Books by alumni:
By Nancy Porter Atakan ’68
This monograph by American-Turkish artist Nancy Atakan accompanied her solo exhibition at London’s Pi Artworks gallery last year. The show investigated a series of professional women who were born in the Ottoman period, who matured and worked in the Republic, and whom Atakan believes should be rememberd. The book includes 23 drawings and a neither fictional nor factual story about one woman.
– Kehrer Verlag, February 2016
A Life Everlasting: The Extraordinary Story of One Boy’s Gift to Medical Science
By Sarah Walpole Gray ’95
When Gray received the devastating news that her unborn son Thomas had a terminal condition, she arranged to donate his organs for research. Her grief and intellectual curiosity led her to delve into the world of medical research and the valiant scientists on the horizon of discovery.
– HarperCollins, September 2016
Quartet for J. Robert Oppenheimer
By Kelly Cherry ’61
Cherry records in poetry the life and times of one of America’s best-known scientists, the father of the atomic bomb who later lobbied for containment of nuclear weaponry. In brief, elegant stanzas, she examines Oppenheimer’s dreams and values, visiting the events, places, and people that inspired him or led him to despair.
– LSU Press, February 2017
Determined to Stand and Fight: The Battle of Monocacy, July 9, 1864
By Ryan Quint ’15
In July 1864, outnumbered Union soldiers prepared for a defense of Maryland’s Monocacy River, a last-ditch effort to protect the United States capital from surging Confederate forces. Quint’s book, part of the publisher’s Emerging Civil War series, tells the story of what became known as the “battle that saved Washington.”
– Savas Beatie, March 2017
Human Trafficking: Emerging Legal Issues and Applications
Edited by Nora Cronin ’03 and Kimberly A. Ellis
Attorneys and others fighting human trafficking will find practical, tested, and cutting-edge approaches for investigating trafficking crimes and representing victims. Written for those working in the courts and on the ground, the book is an essential tool for righting the wrongs of human trafficking.
– Lawyers & Judges Publishing Company Inc., January 2017
Love H: The Letters of Helene Dorn and Hettie Jones
By Hettie Cohen Jones ’55
From their first meeting in 1960, writer Hettie Jones and artist Helene Dorn were each other’s confidant, emotional support, and unflagging partner as they survived divorce from famous men, raised children as single mothers, and found artistic success in their own right. The letters tell two stories from the shared point of view of women who refused to go along with society’s expectations.
– Duke University Press, September 2016
Mr. Ken Fulk’s Magical World
By Ken Fulk ’87
Featuring more than 200 color photos with accompanying narrative, Mr. Ken Fulk’s Magical World showcases the renowned designer’s works of the past decade: gorgeous dwellings he has designed for notable clientele; his own three homes; and stunning examples of his party and event designs.

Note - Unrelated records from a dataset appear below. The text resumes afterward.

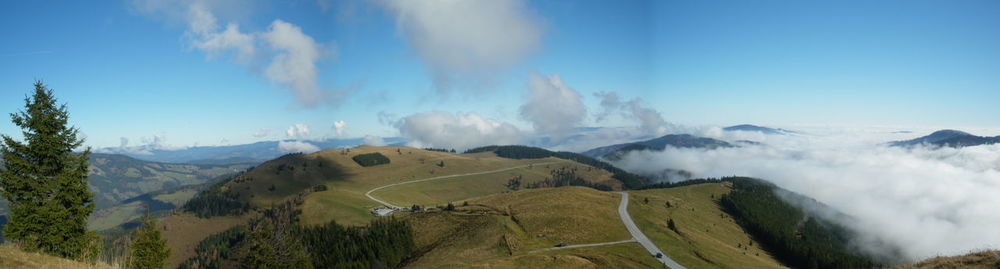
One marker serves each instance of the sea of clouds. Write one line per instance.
(923, 201)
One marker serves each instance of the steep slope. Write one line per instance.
(673, 140)
(329, 185)
(254, 152)
(12, 257)
(948, 138)
(513, 230)
(985, 259)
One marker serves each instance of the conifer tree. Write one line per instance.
(45, 181)
(149, 249)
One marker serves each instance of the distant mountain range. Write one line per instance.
(234, 154)
(948, 138)
(761, 129)
(114, 177)
(615, 152)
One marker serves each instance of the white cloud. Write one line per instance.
(295, 63)
(339, 127)
(458, 131)
(292, 54)
(373, 141)
(262, 132)
(650, 120)
(926, 202)
(298, 130)
(553, 108)
(297, 146)
(468, 38)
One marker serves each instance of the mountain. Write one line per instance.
(114, 177)
(755, 128)
(948, 138)
(232, 154)
(615, 152)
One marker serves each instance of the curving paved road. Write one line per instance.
(584, 245)
(640, 237)
(395, 207)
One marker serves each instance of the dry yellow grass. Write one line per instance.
(985, 259)
(184, 231)
(498, 231)
(12, 257)
(345, 201)
(708, 238)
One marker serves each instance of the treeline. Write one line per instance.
(629, 180)
(793, 237)
(370, 159)
(384, 243)
(215, 201)
(558, 178)
(276, 240)
(215, 249)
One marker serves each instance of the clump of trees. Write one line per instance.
(277, 240)
(629, 180)
(370, 159)
(565, 177)
(44, 181)
(794, 237)
(217, 201)
(149, 249)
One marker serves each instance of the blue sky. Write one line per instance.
(131, 68)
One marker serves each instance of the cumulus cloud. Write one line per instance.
(291, 54)
(296, 146)
(262, 132)
(459, 131)
(924, 201)
(650, 120)
(339, 127)
(466, 39)
(298, 130)
(373, 141)
(552, 108)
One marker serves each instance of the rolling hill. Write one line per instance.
(760, 129)
(948, 138)
(114, 178)
(231, 154)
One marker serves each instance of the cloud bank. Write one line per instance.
(466, 39)
(290, 55)
(925, 201)
(455, 131)
(553, 108)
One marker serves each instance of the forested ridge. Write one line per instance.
(629, 180)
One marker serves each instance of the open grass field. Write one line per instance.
(344, 201)
(708, 238)
(12, 257)
(499, 231)
(184, 230)
(442, 191)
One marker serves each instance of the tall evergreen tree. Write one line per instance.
(149, 249)
(44, 181)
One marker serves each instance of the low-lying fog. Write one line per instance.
(924, 201)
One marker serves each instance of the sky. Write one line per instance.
(464, 73)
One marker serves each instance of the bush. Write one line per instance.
(370, 159)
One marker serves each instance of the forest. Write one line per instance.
(370, 159)
(795, 238)
(629, 180)
(277, 238)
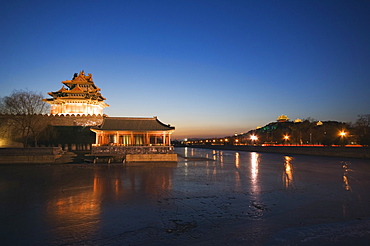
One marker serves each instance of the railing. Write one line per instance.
(124, 150)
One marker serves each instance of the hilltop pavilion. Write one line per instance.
(77, 96)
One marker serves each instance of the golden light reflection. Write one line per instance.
(254, 172)
(288, 172)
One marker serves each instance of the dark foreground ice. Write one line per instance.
(208, 198)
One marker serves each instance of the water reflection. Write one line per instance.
(254, 172)
(237, 159)
(288, 172)
(345, 166)
(76, 210)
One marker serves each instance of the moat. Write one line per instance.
(210, 197)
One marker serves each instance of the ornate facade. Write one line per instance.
(79, 96)
(121, 131)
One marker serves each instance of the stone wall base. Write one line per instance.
(151, 157)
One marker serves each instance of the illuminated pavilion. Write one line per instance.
(77, 96)
(125, 131)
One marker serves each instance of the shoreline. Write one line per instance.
(346, 152)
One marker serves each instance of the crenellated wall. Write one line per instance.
(67, 120)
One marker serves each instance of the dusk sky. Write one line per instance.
(209, 68)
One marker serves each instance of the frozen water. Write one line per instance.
(208, 198)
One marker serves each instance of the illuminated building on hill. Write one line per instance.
(282, 118)
(77, 96)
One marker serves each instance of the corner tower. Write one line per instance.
(77, 96)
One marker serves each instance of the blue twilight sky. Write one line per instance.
(210, 68)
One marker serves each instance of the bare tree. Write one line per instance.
(23, 110)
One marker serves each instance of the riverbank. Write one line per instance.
(348, 152)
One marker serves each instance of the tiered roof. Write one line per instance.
(80, 87)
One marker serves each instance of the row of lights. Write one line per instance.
(254, 138)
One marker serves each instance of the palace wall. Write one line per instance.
(71, 132)
(66, 120)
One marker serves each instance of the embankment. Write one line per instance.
(30, 155)
(348, 152)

– Harry N. Abrams, October 2016
Books by faculty:
Doctrine and Race: African American Evangelicals and Fundamentalism between the Wars
By Mary Beth Swetnam Mathews, associate professor of religion
By presenting African American evangelicals as observers and critics of white Protestant fundamentalism, Mathews demonstrates that African American Protestants were acutely aware of the manner in which white Christians could marginalize African Americans and how black evangelicals could use that knowledge to justify social change. Mathews examines how African Americans constructed a definition of Christianity that had, at its core, an intrinsic belief in racial equality.
– University of Alabama Press, January 2017
Remembering the Lotus-Born: Padmasambhava in the History of Tibet’s Golden Age
By Daniel Hirshberg, assistant professor of religion
Hirshberg sheds light on the work of Nyangrel Nyima Öser (1124–92), whose pivotal work, the Copper Island, is the story of how the Indian tantric master Padmasambhava brought Buddhism to Tibet. This is its most popular narrative. The author argues that rather than being Nyangrel’s invention, the Copper Island was a product of the Tibetan assimilation and innovation of core Indian Buddhist philosophies and literary traditions that forged a distinctly Tibetan Buddhism.